Es ist deutlich zu sehen, wie die allgegenwärtige alleinige Ausrichtung auf Profit und Gewinnmaximierung von Kommunalpolitikern sehenden Auges gefördert wird.
Werner Omniczynski hat den Zeitgeist getroffen, indem er die ihm anvertrauten Interessen der Bürger bereitwillig dem Kommerz untergeordnet hat.

Leider ist diese Geschichte nicht als bedauerlicher Einzelfall zu sehen. Vielmehr ordnet sie sich in die Vielzahl diskriminierender Entscheidungen zum Nachteil behinderter Menschen ein:

Rollstuhlfahrer werden in der Bahn im Mehrzweckabteil zwischen Fahrrädern und Sperrgepäck befördert.
Eltern, die ihr behindertes Kind in einer allgemeinen Schule lernen lassen möchten, müssen dies oft vor Gericht erkämpfen.
Behinderten Menschen wird der Zugang zu Gaststätten, der Antritt einer Reise oder der Abschluss eines Versicherungsvertrages verweigert.
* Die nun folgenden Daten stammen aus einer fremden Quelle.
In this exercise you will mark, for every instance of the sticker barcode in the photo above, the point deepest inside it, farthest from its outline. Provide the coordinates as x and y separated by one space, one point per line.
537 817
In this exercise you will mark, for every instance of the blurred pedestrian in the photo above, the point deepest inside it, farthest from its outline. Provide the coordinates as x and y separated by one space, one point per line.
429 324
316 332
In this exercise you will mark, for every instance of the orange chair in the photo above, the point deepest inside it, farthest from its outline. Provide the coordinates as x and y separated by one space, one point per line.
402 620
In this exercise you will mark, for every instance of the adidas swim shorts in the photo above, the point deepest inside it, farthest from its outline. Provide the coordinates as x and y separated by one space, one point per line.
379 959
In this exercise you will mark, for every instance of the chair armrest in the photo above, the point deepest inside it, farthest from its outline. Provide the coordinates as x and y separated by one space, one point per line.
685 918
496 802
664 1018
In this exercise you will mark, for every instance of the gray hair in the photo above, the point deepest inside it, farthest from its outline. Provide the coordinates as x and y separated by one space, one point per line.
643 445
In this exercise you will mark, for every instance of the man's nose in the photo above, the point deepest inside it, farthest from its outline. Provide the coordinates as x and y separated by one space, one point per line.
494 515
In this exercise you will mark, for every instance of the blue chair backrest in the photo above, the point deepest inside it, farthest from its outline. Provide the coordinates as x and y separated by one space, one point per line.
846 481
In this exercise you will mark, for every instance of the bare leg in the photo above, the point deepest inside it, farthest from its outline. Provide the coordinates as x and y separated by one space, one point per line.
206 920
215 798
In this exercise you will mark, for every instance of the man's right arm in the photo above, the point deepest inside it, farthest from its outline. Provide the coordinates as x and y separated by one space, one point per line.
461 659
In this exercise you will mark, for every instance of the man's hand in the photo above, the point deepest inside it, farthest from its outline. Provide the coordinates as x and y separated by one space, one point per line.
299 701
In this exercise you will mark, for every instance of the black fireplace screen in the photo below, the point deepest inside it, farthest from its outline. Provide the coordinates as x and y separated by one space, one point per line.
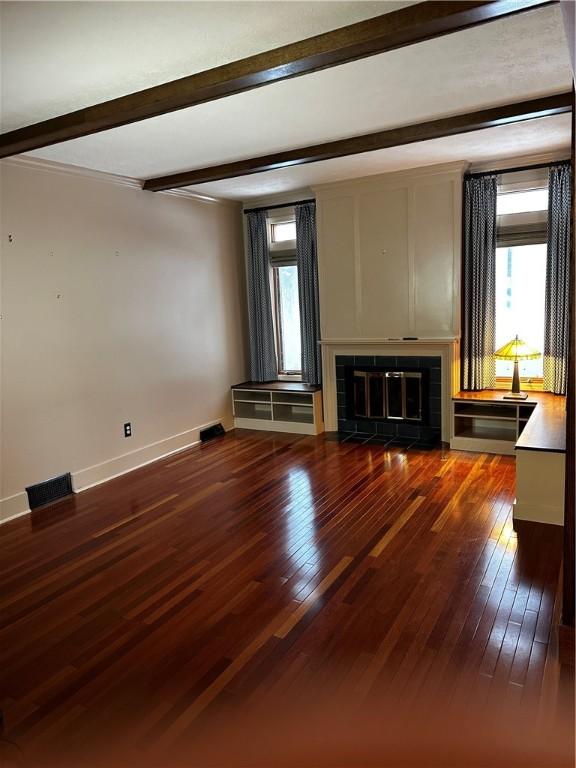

Behinderte werden von der Politik in menschenverachtender Weise behandelt, wenn sich ihre Bedürfnisse einer Kostenkalkulation unterordnen müssen.

Solange das Allgemeine Gleichstellungsgesetzes nicht konsequent auf lokaler Ebene umgesetzt wird, entpuppt es sich als ein zahnloser Papiertiger.